SLCene Suggests: UMFA’s “Bierstadt to Warhol: American Indians in the West”
BIERSTADT TO WARHOL: AMERICAN INDIANS IN THE WEST, UTAH MUSEUM OF FINE ARTS, Feb. 15-Aug. 11
The new exhibit of Native American imagery opening at the Utah Museum of Fine Arts on Feb. 15 offers what UMFA Executive Director Gretchen Dietrich dubbed “an incredibly diverse group of art objects,” and after a quick preview of the show, I can confirm that the lady ain’t lying.
But it’s not the size of the show that is most striking aspect. It’s the scope of perspectives on American Indian life and art that make this a must-go for art lovers–even those who think they’ve seen plenty of “Western art” in their lifetimes. The Bierstadt to Warhol show offers a look at Native American life through the eyes of American and European artists, but it adds some stunning pieces done by Native American artists themselves. And it throws in playful twists on traditional Indian imagery by more contemporary artists like Andy Warhol and Roy Lichtenstein, among others.

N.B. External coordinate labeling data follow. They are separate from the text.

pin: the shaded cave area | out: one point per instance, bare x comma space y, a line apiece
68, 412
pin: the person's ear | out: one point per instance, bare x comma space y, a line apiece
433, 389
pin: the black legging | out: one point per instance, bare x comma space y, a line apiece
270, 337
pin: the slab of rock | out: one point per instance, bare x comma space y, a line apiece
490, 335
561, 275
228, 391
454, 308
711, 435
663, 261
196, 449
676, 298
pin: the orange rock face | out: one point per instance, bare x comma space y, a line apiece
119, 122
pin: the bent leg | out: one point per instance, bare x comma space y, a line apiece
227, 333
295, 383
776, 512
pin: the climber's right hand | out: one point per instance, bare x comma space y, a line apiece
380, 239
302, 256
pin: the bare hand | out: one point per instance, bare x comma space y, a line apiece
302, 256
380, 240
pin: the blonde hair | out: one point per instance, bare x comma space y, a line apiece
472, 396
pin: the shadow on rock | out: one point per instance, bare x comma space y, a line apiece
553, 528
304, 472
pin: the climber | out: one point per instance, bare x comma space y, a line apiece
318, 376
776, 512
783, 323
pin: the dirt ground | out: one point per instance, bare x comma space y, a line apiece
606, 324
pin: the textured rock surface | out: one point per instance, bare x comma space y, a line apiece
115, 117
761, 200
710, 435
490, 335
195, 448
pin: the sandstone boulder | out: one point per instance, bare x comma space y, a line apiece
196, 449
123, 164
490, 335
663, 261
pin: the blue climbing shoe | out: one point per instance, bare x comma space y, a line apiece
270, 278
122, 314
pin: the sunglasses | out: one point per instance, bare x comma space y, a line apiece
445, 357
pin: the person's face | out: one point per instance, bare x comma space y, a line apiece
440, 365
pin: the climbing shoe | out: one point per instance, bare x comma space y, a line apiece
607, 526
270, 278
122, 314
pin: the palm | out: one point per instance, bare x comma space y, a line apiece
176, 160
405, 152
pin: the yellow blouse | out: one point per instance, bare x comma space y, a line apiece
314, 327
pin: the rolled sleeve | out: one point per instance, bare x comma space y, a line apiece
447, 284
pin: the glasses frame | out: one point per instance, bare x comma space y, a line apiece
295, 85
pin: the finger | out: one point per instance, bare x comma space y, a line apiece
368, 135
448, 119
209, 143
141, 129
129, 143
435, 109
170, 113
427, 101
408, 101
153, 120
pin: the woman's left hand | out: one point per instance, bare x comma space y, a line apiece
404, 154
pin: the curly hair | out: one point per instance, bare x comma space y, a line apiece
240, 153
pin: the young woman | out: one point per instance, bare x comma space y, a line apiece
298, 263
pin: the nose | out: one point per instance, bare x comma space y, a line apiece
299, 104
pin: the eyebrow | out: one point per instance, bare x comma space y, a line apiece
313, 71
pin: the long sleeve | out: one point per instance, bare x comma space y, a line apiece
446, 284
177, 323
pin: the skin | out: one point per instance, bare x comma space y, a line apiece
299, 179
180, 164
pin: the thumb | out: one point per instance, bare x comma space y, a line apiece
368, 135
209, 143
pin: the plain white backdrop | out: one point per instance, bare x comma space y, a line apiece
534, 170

“Tea Party,” by Kevin Red Start of Montana’s Crow Nation. From the Collection of Diane and Sam Stewart
The show, Dietrich said, is ” a history of American dreams and ideas about what it means to be a Native American person.”
Donna Poulton, UMFA’s curator of Art of Utah and the West, added that the show includes more than 100 works spanning more than 160 years. It’s a combination of paintings and sculptures that includes works by some of America’s famed Hudson River Valley artists, who romanticized the West early on, to Paris-trained Taos Society of Artists, who focused on the truth and beauty of nature, to contemporary Native Americans capturing a more realistic look at life among the Indians, and ultimately to the Warhols, et al, who played with “reinterpreting cliches” of Indian imagery.
Much of the show is drawn from the private collection of Sam and Diane Stewart, local art lovers and UMFA board members, who started buying artwork of Native Americans about a dozen years ago.
There was no rhyme or reason to what they bought, Diane said, noting that “we bought with our hearts, and it’s nice to see them approached in this scholarly way” with the UMFA show.
Unwittingly, the Stewarts’ collection has a theme that came through their purchases.
“We were not buying cowboys,” Diane noted. “What spoke to us in the art of the American West were Indians. And women.”
As a result the Bierstadt to Warhol show features plenty of portraits, along with stunning natural landscapes and some incredibly moving work by Native American artists, particularly that of Navajo artist Shonto Begay, who will be doing a free artist talk Friday night at 6 p.m. at the UMFA, followed by a community celebration of the show’s opening.